WebMemex / freeze-dry

Snapshots a web page to get it as a static, self-contained HTML document.
https://freezedry.webmemex.org
The Unlicense
270 stars 18 forks source link

Handle charset encoding declaration #29

Closed Treora closed 5 years ago

Treora commented 6 years ago

The document may have a <meta charset="..."> tag in the <head>, but that will be obsoleted as we use the parsed document, and later stringify it again. I suppose we could/should delete it from the DOM when capturing it.

Vice versa, we may want to add the appropriate <meta charset="..."> tag to the snapshot; but this seems a task for the application invoking freeze-dry, as we do not know in which encoding the application will store the string.

We could thus..

Treora commented 5 years ago

Resolved in commit cefd79c, which adds an encoding declaration as requested by the user (the second option above), while presumptively defaulting to set it as utf-8. My reasoning as put in the commit message:

Since we return a string, how the user will encode that string should
ideally not matter to us. However, as HTML has the remarkable approach
of declaring the encoding somewhere inside the string, the user would
need to parse part of the DOM again to insert the declaration at the
right spot. If the user already knows how it will encode the string
afterward, I suppose we can help by inserting the declaration already.

In any case, we should remove any encoding declarations that the page
originally had, because the file is always reencoded.

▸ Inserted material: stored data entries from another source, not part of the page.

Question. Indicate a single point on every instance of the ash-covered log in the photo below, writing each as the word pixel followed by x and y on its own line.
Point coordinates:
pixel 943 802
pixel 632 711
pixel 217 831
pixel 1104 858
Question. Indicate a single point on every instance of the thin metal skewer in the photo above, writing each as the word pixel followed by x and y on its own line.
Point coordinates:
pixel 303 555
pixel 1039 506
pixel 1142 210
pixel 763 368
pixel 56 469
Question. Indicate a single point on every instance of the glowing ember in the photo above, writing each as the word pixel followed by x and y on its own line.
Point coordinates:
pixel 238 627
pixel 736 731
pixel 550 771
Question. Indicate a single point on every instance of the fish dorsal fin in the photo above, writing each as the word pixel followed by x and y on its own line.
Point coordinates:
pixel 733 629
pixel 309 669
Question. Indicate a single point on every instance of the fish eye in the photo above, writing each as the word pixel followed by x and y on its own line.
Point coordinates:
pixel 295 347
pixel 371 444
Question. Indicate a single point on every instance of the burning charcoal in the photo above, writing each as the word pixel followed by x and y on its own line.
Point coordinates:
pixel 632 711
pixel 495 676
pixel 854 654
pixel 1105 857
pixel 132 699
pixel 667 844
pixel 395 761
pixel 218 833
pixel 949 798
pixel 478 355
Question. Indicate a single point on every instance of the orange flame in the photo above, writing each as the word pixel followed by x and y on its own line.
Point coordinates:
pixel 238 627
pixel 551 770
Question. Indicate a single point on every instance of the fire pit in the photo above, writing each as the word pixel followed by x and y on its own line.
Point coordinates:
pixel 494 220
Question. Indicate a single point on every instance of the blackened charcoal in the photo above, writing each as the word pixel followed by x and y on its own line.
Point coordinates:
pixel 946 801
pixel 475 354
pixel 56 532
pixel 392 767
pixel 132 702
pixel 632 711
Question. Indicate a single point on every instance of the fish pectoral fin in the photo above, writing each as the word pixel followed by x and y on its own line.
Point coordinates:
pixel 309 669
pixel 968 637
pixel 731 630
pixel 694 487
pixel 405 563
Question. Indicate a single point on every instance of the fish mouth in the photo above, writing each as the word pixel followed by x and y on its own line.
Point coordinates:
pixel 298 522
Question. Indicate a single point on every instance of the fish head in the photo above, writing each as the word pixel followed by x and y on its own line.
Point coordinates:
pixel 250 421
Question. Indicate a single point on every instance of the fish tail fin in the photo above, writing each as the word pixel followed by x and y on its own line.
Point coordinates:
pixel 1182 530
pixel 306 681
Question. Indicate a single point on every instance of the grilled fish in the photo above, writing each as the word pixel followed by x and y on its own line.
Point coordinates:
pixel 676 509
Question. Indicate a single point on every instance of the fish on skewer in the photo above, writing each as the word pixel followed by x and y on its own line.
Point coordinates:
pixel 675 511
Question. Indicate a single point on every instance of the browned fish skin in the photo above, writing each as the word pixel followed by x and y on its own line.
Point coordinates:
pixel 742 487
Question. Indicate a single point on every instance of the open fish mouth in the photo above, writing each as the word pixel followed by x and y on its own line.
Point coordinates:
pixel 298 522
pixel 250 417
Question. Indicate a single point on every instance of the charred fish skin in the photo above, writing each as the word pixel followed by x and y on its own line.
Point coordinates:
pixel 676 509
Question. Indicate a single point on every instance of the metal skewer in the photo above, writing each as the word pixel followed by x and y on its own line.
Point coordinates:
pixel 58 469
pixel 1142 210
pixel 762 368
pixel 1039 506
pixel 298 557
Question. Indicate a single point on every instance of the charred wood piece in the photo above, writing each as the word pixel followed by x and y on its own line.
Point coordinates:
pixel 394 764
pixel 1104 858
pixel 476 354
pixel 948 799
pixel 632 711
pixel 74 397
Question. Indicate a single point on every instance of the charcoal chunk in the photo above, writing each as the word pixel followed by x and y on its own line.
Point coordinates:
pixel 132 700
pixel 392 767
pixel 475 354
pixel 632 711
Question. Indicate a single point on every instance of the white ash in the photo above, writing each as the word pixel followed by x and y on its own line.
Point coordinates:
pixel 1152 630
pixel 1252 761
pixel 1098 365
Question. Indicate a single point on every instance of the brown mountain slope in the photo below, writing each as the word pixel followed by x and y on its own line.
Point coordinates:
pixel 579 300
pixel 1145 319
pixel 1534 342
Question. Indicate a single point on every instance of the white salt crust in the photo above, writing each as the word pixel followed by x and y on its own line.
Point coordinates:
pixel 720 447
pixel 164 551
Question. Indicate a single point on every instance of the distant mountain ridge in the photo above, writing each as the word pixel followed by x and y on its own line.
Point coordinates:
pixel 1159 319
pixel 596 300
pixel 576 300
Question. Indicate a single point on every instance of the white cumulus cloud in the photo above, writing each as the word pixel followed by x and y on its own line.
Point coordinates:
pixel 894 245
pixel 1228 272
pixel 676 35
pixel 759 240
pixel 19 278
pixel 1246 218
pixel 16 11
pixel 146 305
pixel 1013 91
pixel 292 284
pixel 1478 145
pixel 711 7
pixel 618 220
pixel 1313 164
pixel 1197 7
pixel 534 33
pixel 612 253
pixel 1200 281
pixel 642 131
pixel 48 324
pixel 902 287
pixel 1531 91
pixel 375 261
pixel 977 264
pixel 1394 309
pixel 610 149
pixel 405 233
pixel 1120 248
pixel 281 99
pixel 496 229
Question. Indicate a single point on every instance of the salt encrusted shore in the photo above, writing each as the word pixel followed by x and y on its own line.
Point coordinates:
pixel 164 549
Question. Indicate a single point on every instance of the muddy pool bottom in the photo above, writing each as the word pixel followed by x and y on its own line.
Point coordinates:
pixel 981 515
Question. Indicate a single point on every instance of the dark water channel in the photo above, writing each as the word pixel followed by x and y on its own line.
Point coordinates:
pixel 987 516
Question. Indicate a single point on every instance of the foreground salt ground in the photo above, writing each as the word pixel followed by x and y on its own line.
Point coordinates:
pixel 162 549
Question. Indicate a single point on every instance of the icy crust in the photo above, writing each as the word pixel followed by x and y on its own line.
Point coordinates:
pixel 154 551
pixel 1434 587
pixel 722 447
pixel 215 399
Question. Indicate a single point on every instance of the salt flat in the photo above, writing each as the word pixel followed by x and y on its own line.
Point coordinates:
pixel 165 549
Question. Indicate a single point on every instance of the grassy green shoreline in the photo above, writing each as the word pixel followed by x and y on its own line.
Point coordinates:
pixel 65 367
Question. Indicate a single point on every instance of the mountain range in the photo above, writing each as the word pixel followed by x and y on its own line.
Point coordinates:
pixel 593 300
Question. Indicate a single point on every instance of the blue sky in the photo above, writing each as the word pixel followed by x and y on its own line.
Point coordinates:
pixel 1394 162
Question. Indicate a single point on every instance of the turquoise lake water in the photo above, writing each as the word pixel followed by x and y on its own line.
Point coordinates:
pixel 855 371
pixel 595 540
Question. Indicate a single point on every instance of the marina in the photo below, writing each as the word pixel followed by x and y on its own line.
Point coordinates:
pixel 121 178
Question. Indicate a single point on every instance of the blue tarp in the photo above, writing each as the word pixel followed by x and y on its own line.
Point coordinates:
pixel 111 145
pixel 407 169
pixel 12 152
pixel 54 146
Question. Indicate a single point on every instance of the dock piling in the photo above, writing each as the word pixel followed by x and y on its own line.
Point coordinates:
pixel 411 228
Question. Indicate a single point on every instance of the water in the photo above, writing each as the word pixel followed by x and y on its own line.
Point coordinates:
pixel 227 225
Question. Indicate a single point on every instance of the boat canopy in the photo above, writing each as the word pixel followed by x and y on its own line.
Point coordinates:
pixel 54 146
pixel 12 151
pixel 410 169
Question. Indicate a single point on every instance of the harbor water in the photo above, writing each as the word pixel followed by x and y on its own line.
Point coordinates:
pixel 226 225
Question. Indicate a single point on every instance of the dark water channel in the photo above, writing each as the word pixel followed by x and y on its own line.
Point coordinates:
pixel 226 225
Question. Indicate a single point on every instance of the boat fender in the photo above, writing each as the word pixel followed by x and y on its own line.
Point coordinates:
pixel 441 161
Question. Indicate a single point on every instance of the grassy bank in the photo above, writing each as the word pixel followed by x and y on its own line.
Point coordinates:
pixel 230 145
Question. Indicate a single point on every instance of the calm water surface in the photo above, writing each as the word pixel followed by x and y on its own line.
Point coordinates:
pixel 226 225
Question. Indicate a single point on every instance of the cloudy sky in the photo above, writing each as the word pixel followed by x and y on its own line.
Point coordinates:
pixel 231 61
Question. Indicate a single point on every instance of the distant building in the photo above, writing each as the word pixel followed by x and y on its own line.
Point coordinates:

Regarding the default action, an intuitive behaviour would be to not add
any meta tag. But because utf-8 is the most widespread and officially
recommended encoding for web documents, and also because many javascript
APIs use it as the default (or only) encoding (e.g. the Blob
constructor), it feels like a helpful default.

I suppose that snapshots have so often worked fine so far simply because many web pages have an utf-8 declaration which we did not remove, while applications (at least the WebMemex browser extension) also use utf-8 encoding.